Hours later, listening to squeaking bedsprings and a nasal, shrill voice begging “Greg” to fuck her harder, I came to the conclusion that I would have preferred the psychosis.

Every day I learn more about my ever-present friends, my resentment grows just a little. I hear entire conversations, can pinpoint the exact stupid thing he says that’s going to cause an argument, and from there it’s just the waiting game for the inevitable makeup sex theatrics. Some of the people I have explained this to have said that it must be entertaining at least. I can understand how it would seem that way, but I assure you, it is not. I would rather give unmedicated birth to a passel of hedgehogs than listen to this woman’s clumsy attempts at dirty talk. Hearing her ask for the fourth time if he’s going to come or not makes me want to set my vagina on fire rather than risk even the smallest degree of association with the whole ghastly affair.
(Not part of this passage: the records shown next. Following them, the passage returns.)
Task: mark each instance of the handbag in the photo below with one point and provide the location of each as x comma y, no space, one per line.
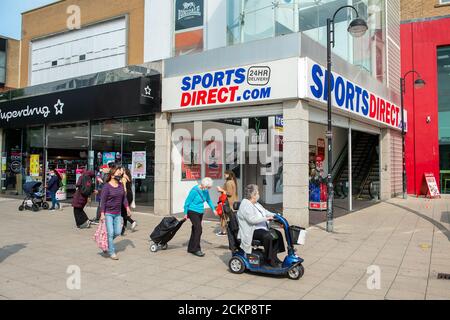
101,236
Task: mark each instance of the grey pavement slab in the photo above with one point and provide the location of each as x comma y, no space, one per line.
408,241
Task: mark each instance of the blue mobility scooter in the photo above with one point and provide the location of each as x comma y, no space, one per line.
240,261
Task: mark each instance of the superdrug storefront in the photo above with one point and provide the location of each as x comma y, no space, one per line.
80,129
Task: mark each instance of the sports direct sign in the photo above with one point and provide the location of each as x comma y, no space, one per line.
347,96
232,86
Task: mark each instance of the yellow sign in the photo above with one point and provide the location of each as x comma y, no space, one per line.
34,165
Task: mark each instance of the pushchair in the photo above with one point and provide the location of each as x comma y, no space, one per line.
164,232
34,197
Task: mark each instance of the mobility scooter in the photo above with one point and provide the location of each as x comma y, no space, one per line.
240,261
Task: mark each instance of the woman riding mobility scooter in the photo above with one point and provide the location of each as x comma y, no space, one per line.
255,262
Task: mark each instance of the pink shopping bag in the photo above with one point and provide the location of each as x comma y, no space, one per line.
101,236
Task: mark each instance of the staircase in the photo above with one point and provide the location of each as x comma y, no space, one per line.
365,166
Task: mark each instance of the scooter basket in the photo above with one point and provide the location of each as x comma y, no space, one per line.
295,231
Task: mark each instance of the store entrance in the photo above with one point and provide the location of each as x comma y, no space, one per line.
361,149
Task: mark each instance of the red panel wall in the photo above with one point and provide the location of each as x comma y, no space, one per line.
419,42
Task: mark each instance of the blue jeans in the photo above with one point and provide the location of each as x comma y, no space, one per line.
54,201
114,224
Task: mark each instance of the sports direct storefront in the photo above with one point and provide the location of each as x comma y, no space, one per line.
265,123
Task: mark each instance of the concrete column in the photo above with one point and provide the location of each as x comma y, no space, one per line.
385,164
162,164
295,162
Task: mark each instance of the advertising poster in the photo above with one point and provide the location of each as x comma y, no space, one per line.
61,194
188,14
188,42
34,165
191,168
279,123
139,165
278,180
232,154
213,159
109,157
78,173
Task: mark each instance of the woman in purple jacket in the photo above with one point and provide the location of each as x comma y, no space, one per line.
112,199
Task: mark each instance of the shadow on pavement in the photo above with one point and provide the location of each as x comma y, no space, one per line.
438,225
9,250
123,244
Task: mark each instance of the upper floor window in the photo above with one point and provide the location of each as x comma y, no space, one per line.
2,62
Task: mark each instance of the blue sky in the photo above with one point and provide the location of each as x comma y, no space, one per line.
10,15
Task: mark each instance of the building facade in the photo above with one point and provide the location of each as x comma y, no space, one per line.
85,99
426,49
243,91
9,63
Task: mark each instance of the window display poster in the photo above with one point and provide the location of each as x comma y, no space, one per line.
61,194
278,179
34,165
139,164
213,159
188,14
232,154
109,157
191,168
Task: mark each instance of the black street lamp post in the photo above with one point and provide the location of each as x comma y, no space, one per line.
356,28
419,83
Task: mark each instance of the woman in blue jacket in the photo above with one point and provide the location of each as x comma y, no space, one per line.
53,187
194,209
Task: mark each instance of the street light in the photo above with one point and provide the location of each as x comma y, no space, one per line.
418,83
356,28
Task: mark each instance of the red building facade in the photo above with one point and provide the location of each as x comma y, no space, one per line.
421,41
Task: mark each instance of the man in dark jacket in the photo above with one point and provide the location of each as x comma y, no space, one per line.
79,200
53,187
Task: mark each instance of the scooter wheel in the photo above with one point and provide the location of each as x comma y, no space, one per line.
296,272
153,248
236,265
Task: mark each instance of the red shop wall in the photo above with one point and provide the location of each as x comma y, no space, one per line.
419,42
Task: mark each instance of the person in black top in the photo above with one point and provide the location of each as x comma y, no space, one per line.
127,182
52,187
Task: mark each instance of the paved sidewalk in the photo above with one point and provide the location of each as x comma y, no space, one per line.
409,241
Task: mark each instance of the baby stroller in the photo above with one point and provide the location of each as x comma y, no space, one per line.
164,232
34,197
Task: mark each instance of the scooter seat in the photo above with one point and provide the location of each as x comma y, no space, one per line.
256,243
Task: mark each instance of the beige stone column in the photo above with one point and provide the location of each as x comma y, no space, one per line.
385,164
295,162
162,164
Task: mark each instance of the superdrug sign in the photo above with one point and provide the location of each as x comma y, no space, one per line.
124,98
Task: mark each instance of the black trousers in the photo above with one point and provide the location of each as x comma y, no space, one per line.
196,232
80,216
271,246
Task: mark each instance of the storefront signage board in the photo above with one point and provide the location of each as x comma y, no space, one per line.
139,159
347,96
287,79
237,86
34,165
117,99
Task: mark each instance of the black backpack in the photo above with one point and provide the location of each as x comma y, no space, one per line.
86,187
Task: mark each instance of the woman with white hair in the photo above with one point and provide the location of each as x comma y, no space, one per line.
194,209
253,225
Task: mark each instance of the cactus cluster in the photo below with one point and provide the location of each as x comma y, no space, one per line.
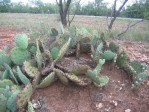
34,66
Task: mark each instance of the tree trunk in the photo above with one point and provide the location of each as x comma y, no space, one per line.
63,10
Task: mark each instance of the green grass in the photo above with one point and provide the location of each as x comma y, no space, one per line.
38,25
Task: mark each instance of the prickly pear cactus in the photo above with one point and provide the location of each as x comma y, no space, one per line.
30,70
73,77
24,96
11,103
32,48
103,80
122,59
137,66
47,81
54,32
5,74
113,47
22,77
63,50
6,82
12,76
54,52
3,102
80,69
18,56
21,41
108,55
30,107
4,58
61,75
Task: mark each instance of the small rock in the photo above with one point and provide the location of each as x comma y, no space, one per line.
36,104
99,106
127,110
115,103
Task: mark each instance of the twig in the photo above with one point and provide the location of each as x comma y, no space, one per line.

Any entertainment value gleaned from the first couple of times vanishes once you realize that it’s just never going to stop. Dante himself couldn’t have dreamed this up. Neighbours or not, I guarantee you that if Fred Rogers had to listen to King Friday and Lady Elaine getting down in detail this graphic, he’d have hung himself by the sleeve of his goddamn cardigan.

And yet, when I give the slow golf clap afterwards, I’m somehow the rude one. Well, I’m sorry, but Emily Post never addressed this. We’ll just have to agree to disagree.

Also, if you don’t know whether he’s come or not, YOU’RE DOING IT WRONG.